The committee’s inquiry was launched after the Guardian published an investigation into the death of Jimmy Mubenga in October 2010. Mubenga was restrained during his deportation by three employees of contractor G4S.
Five passengers on the flight later told the Guardian that they had seen the G4S guards ‘heavily restraining’ Mubenga, who was reported to have cried out that he was unable to breathe.

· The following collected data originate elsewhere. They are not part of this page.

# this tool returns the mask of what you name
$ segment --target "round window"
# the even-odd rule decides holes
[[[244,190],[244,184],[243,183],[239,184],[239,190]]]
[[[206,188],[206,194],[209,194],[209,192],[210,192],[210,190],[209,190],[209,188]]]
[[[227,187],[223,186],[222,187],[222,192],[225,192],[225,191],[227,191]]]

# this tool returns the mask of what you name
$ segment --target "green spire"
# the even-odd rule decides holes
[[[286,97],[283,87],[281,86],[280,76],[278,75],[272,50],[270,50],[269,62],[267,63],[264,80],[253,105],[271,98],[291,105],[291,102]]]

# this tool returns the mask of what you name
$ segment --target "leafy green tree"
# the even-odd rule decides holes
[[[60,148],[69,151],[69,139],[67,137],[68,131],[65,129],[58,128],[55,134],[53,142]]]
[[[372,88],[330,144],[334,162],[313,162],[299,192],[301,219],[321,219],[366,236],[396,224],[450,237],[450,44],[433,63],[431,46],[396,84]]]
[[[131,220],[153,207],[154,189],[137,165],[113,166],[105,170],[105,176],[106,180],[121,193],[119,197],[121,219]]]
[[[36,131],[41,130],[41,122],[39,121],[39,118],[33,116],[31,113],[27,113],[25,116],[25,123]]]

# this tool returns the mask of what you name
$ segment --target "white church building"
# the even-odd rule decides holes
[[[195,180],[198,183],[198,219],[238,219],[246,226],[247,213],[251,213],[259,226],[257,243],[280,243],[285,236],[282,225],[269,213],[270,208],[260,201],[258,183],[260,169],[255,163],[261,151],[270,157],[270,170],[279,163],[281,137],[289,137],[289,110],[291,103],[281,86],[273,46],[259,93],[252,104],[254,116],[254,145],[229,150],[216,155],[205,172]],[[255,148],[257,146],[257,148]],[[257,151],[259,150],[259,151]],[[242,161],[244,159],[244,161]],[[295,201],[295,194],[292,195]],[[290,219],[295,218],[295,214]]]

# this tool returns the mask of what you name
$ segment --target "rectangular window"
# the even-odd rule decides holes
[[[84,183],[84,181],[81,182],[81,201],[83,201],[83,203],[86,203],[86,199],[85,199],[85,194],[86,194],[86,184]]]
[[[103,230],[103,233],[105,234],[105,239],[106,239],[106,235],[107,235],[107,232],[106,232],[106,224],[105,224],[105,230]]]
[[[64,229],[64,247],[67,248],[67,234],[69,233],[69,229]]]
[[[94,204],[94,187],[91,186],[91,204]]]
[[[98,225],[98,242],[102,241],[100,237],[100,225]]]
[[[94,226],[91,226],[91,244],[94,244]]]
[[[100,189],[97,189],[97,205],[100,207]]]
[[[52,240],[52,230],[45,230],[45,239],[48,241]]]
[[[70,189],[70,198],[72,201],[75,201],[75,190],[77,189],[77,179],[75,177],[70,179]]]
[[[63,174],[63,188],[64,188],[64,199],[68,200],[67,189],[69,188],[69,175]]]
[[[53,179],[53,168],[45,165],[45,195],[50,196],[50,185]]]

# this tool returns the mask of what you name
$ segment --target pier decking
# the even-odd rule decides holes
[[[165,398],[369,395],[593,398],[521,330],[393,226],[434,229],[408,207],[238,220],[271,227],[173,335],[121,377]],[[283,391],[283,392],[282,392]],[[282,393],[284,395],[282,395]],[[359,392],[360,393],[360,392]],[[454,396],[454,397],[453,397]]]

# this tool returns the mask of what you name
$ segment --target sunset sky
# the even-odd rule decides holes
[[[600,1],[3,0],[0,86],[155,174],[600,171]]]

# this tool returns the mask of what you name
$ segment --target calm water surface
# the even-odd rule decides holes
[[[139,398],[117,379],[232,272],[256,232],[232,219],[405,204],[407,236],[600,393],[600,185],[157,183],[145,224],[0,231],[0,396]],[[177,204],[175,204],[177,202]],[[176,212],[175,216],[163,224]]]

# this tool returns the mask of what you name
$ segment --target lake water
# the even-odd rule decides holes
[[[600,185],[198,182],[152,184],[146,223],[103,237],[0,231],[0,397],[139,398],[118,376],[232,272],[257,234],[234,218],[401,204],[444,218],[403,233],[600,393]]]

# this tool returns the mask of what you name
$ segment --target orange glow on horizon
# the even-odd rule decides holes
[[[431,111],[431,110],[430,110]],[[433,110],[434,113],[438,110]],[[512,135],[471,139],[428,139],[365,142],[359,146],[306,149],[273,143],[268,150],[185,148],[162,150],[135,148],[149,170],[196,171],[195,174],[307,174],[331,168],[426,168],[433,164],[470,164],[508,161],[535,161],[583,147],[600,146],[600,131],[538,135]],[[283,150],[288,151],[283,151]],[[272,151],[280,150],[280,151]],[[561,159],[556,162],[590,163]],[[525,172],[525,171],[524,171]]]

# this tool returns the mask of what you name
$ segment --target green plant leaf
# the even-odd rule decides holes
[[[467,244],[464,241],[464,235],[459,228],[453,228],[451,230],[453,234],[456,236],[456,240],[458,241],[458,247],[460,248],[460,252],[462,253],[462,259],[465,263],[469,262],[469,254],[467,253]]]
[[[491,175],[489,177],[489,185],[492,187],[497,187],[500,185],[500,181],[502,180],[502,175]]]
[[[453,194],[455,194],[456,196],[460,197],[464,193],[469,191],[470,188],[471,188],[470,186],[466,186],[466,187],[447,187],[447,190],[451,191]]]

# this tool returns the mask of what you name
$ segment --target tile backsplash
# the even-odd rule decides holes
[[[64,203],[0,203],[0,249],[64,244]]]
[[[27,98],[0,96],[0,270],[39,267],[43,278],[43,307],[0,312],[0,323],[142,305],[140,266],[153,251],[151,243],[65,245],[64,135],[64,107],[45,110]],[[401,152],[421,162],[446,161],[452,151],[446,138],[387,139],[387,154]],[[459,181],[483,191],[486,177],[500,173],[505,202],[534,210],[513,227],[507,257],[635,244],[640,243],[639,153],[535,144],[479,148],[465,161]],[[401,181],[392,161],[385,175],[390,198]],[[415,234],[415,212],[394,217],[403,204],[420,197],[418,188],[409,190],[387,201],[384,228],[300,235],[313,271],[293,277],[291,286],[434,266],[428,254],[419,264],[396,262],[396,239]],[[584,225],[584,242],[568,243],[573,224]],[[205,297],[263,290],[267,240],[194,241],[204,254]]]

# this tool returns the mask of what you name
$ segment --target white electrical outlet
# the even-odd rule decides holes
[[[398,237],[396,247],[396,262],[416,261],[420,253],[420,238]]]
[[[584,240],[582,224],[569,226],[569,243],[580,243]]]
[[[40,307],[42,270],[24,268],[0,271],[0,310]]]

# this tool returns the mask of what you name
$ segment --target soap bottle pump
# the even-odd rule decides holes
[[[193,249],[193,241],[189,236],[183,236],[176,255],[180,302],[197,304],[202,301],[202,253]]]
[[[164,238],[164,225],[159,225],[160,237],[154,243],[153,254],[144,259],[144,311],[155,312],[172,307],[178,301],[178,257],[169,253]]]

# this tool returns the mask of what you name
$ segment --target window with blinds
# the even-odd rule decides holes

Three contractors from G4S were later arrested in connection with the investigation and released on bail.
The authors of the report wrote that ‘we are not persuaded that head-down restraint positions are never used, even though they are not authorised.’ They also expressed dismay that contractors were comfortable using racist language in front of inspectors.
‘It is a matter for serious concern that contractors should use racist language among themselves that they were content to do so in front of not only UK Border Agency staff but also inspectors from HM Inspectorate of Prisons is shocking,’ they wrote.
The report also condemned the practice of bringing individuals as ‘reserves’ to deportation flights, who would be held on standby in the event that the planned deportation was unable to go ahead due to the intended deportee resisting their removal.
In a statement, Keith Vaz MP, the chair of the committee, said: ‘The Committee began this inquiry following the tragic death of Jimmy Mubenga on a deportation flight in October 2010. I am disappointed that there has not been any progress on this investigation.
‘Serious questions also remain over the use of contractors in the removal of detainees since Reliance took over from G4S following the death of Mr Mubenga.’